What better day for the project than Sept. 27, the feast of the school’s patron saint, Vincent de Paul?

Grateful for the fence job, Bruce arranged for a pizza party for the young painters and furnished treats for Halloween. In turn, the Fosters received “the best blueberry bread ever,” compliments of the students’ elective cooking class.

Chef Bruce is considering culinary options for a Christmas meal with the eighth grade. “The kids are so polite. They always say thank you,” he said.

In their 44 years as neighbors, the Fosters have helped with snow removal and attended fairs in the school parking lot, enjoyed the energy of open houses and Princess Day, watched the building of an addition, and delighted in the sounds of “happy kids.”

Even their late dog, Samantha, was part of the Saint Vincent de Paul family. “Eighth graders couldn’t graduate if they didn’t know Samantha’s name,” said Cathy.

Built in 1961, the school has been there longer than the Fosters, but Bruce recalls the spot from his youth, where a sub shop and pool hall stood in its place. “I remember being yanked out of there. I wasn’t allowed [in],” Cathy quickly added.

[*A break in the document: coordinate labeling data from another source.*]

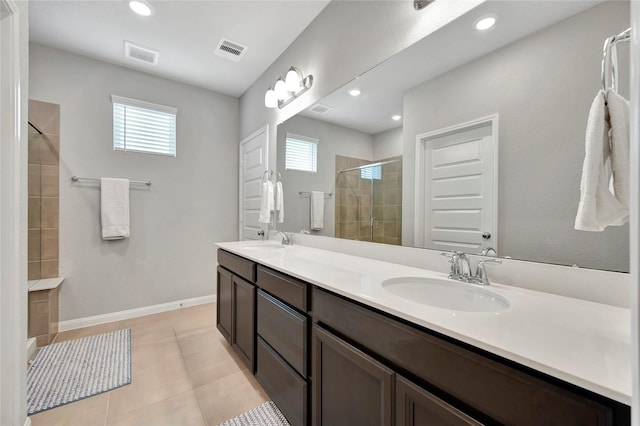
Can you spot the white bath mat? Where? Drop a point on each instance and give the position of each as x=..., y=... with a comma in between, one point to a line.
x=267, y=414
x=69, y=371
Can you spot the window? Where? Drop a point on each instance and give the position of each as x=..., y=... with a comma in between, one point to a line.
x=373, y=172
x=301, y=153
x=143, y=127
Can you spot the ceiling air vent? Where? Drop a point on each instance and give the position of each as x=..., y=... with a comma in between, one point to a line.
x=230, y=50
x=139, y=53
x=321, y=108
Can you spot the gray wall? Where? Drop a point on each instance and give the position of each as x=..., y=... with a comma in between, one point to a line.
x=387, y=144
x=331, y=48
x=542, y=87
x=334, y=140
x=191, y=204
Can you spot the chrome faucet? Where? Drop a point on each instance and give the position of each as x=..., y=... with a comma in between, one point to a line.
x=286, y=238
x=461, y=268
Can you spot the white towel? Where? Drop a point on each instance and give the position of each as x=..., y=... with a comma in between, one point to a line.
x=114, y=208
x=279, y=203
x=317, y=210
x=266, y=202
x=619, y=116
x=598, y=207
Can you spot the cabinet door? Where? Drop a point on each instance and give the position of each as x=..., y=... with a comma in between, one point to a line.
x=243, y=336
x=349, y=387
x=417, y=407
x=224, y=306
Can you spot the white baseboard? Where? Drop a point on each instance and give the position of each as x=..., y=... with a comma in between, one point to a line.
x=133, y=313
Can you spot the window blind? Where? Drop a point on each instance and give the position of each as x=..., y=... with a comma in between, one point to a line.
x=301, y=153
x=374, y=172
x=143, y=127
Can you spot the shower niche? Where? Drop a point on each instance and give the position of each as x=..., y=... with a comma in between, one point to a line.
x=369, y=200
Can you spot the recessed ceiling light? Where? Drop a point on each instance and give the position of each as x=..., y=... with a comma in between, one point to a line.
x=141, y=7
x=485, y=23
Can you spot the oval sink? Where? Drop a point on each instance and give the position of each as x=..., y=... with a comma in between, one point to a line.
x=446, y=294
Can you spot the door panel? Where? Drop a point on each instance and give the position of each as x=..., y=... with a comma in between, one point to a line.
x=244, y=336
x=253, y=164
x=459, y=189
x=349, y=387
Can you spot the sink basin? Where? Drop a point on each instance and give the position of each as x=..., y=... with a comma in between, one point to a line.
x=264, y=246
x=446, y=294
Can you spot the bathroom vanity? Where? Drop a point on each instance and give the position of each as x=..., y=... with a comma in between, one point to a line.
x=332, y=346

The Fosters met when Cathy was a freshman and Bruce a senior in separate high schools. “I used to drive her to Teens Against Polio meetings,” he said. Somewhere along the line, driving turned to dating and dances, and the couple married before Cathy took her final exams at Bucknell University. They spent time in Florida while Bruce earned his doctorate in education, but found their way back to Mays Landing and the “house next door.”

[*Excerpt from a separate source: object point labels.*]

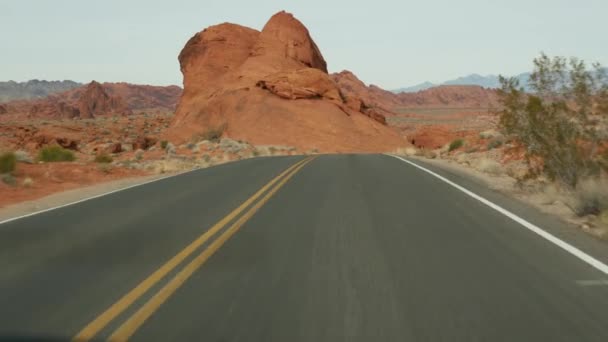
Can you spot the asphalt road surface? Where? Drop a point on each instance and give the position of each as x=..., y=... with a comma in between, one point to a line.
x=333, y=248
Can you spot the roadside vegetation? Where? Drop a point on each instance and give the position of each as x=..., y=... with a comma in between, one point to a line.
x=456, y=144
x=55, y=154
x=562, y=125
x=103, y=158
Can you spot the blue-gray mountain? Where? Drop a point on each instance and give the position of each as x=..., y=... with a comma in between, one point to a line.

Many of the Fosters’ neighbors and friends attended Saint Vincent de Paul School. Cathy remembers taking a walk in the neighborhood and meeting a little girl in a swing. “She said her name was Elizabeth, and I asked her if she had any brothers or sisters. She told me she had six siblings,” said Cathy, her wide eyes registering the surprise she felt decades earlier. The Fosters’ sons, Rob and David, became fast friends with Elizabeth’s family, and were connected to the school for years through the seven children.

The Fosters know school teachers and administrators as well. Cathy recalls the Sisters of Saint Joseph, who founded the school. “The nuns were so nice, very strict,” she said.

“I’ve known Mrs. Q. since she started teaching there,” said Bruce of eighth grade teacher EvaMarie Quattrochi. In her 21st year at Saint Vincent de Paul, Mrs. Q said she has been inspired by the developing relationship between the Fosters and her students, whom the couple have “adopted.”

Student Mason Medolla has created a special connection with Bruce. The day the class painted the Fosters’ fence, Mason learned Bruce is a University of Alabama football fan. With a simple “Roll Tide,” the Alabama rally cry, Mason and Bruce have their own language.

Health issues and the sudden loss of their son David in 2013 have challenged the Fosters over the last several years, but their warm spirit shines in Bruce’s twinkling eyes and Cathy’s broad smile. They stay busy — connected with their church, friends and grandchildren — and travel to Alabama to spend time with son Rob and his family. When home, they welcome any opportunity to interact with the Saint Vincent de Paul community.

“If the Malibu’s not in the driveway, we’re gone,” said Bruce. Otherwise, their doors and hearts are open.

Mary Beth Peabody is Communications and Marketing Manager, Office of Catholic Schools, Diocese of Camden.